De betekenis van edelstenen in de geschiedenis

Toen edelstenen ornamenten werden, werden er onmiddellijk pogingen ondernomen om ze te categoriseren. beste en slechtste stenenВ waardevoller en minder waardevol. Dit wordt bevestigd door verschillende historische gegevens. We weten bijvoorbeeld dat de Babyloniërs en Assyriërs de stenen die ze kenden verdeelden in drie groepen van ongelijke waarde. De eerste, meest waardevolle, waren de stenen die met de planeten werden geassocieerd. Deze omvatten diamanten geassocieerd met Mercurius, saffieren geassocieerd met Uranus, turkoois met Saturnus, opalen met Jupiter en amethisten met de aarde. De tweede groep - stervormig, bestond uit granaten, agaten, topazen, heliodor, hyacint en anderen. De derde groep - terrestrisch, bestond uit parels, barnsteen en koralen.

Hoe werden edelstenen in het verleden behandeld?

De situatie was anders in India, waar in principe zijn er twee soorten stenen ingedeeld - diamanten en korund (robijnen en saffieren). Al aan het begin van de XNUMXe en XNUMXe eeuw voor Christus onderscheidde de grote Indiase filosoof en kenner van Kautilya-stenen in zijn werk getiteld "The Science of Use (Voordelen)" vier groepen diamanten. De meest waardevolle waren heldere en kleurloze diamanten "zoals bergkristal", de tweede waren bruingele diamanten "zoals de ogen van een haas", de derde waren "lichtgroen" en de vierde waren "Chinees gekleurde" diamanten. Roos". Soortgelijke pogingen om stenen te classificeren werden gedaan door de grote denkers uit de oudheid, in Griekenland door Theocritus van Sirac, Plato, Aristoteles, Theophrastus, in Rome en anderen. Solinius en Plinius de Oudere. De laatste beschouwde de kostbaarste stenen als "glanzend met grote schittering" of "die hun goddelijke kleur vertoonden". Hij noemde ze "mannelijke" stenen in tegenstelling tot "vrouwelijke" stenen, die meestal "bleek en van middelmatige schittering" waren. Soortgelijke pogingen om stenen te classificeren zijn te vinden bij veel middeleeuwse schrijvers.

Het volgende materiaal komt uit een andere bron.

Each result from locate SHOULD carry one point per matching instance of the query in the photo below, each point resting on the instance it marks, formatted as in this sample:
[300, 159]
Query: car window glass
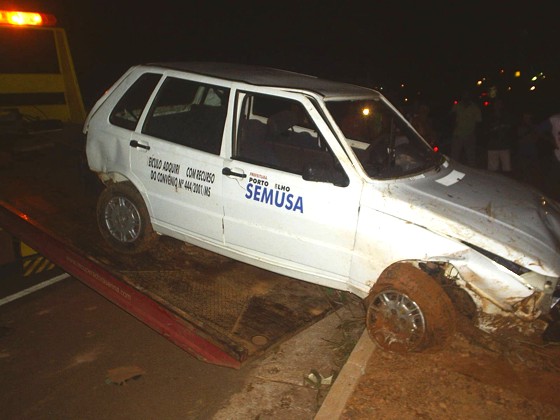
[129, 108]
[279, 133]
[189, 113]
[384, 144]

In die tijd was er een bekend geloof in de oudheid dat: edelstenen hebben uitzonderlijk nuttige eigenschappen, die het lot van een persoon positief kan beïnvloeden, vooral wanneer gebruikt in de vorm van amuletten en talismannen. Het was deze kijk op de magische kracht van stenen die vooral door middeleeuwse schrijvers werd benadrukt bij alle pogingen tot categorisering. Daarom begonnen stenen te onderscheiden, waarvan de causale kracht klein was. En dit was een stap in de richting van het verdelen van de stenen in stenen die toegankelijk zijn voor demonen en stenen die bestand zijn tegen de actie van boze geesten.

Ongebruikelijke krachten toegeschreven aan edelstenen

Tegen de achtergrond van al deze mystieke of magische voorkeuren verdient het werk van Al-Biruni (Abu Reyhan Biruni, 973-1048) speciale aandacht. hij stelde een heel andere poging voor om stenen te classificeren. De meest waardevolle waren rode stenen (robijnen, spinellen, granaten), de tweede groep van minder waardevolle waren diamanten (voornamelijk vanwege hun hardheid!), de derde groep waren parels, koralen en parelmoer, de vierde groep was groen en blauwgroen (smaragden, malachiet, jade en lapis lazuli). Een aparte groep omvatte stoffen van organische oorsprong, waaronder barnsteen en jet, die als een fenomeen moeten worden beschouwd dat aandacht verdient, evenals de selectie van glas en porselein als kunststeen.

Edelstenen in de Middeleeuwen

W dIn de vroege middeleeuwen waren pogingen om stenen te classificeren vooral gerelateerd aan hun esthetische kenmerken of huidige voorkeuren.. Historische gegevens bieden voorbeelden van dergelijke voorkeuren als basis voor categorisering. In de vroege middeleeuwen werden bijvoorbeeld blauwe saffieren en donkerpaarse amethisten het meest gewaardeerd. Tijdens de Renaissance en daarna - robijnen, saffieren, diamanten en smaragden. Er waren ook perioden waarin diamanten en parels tot de meest waardevolle stenen behoorden. De eerste moderne poging om gesteenten te classificeren werd in 1860 gepresenteerd door de Duitse mineraloog C. Kluge. Hij verdeelde de stenen die hem bekend waren in twee groepen: edelstenen en halfedelstenen. In beide groepen identificeerde hij 5 klassen van waarden. De meest waardevolle stenen (klasse I) zijn diamanten, korund, chrysoberyl en spinellen, de minst waardevolle stenen (klasse V) zijn: jet, jade, serpentijn, albast, malachiet, rhodochrosiet.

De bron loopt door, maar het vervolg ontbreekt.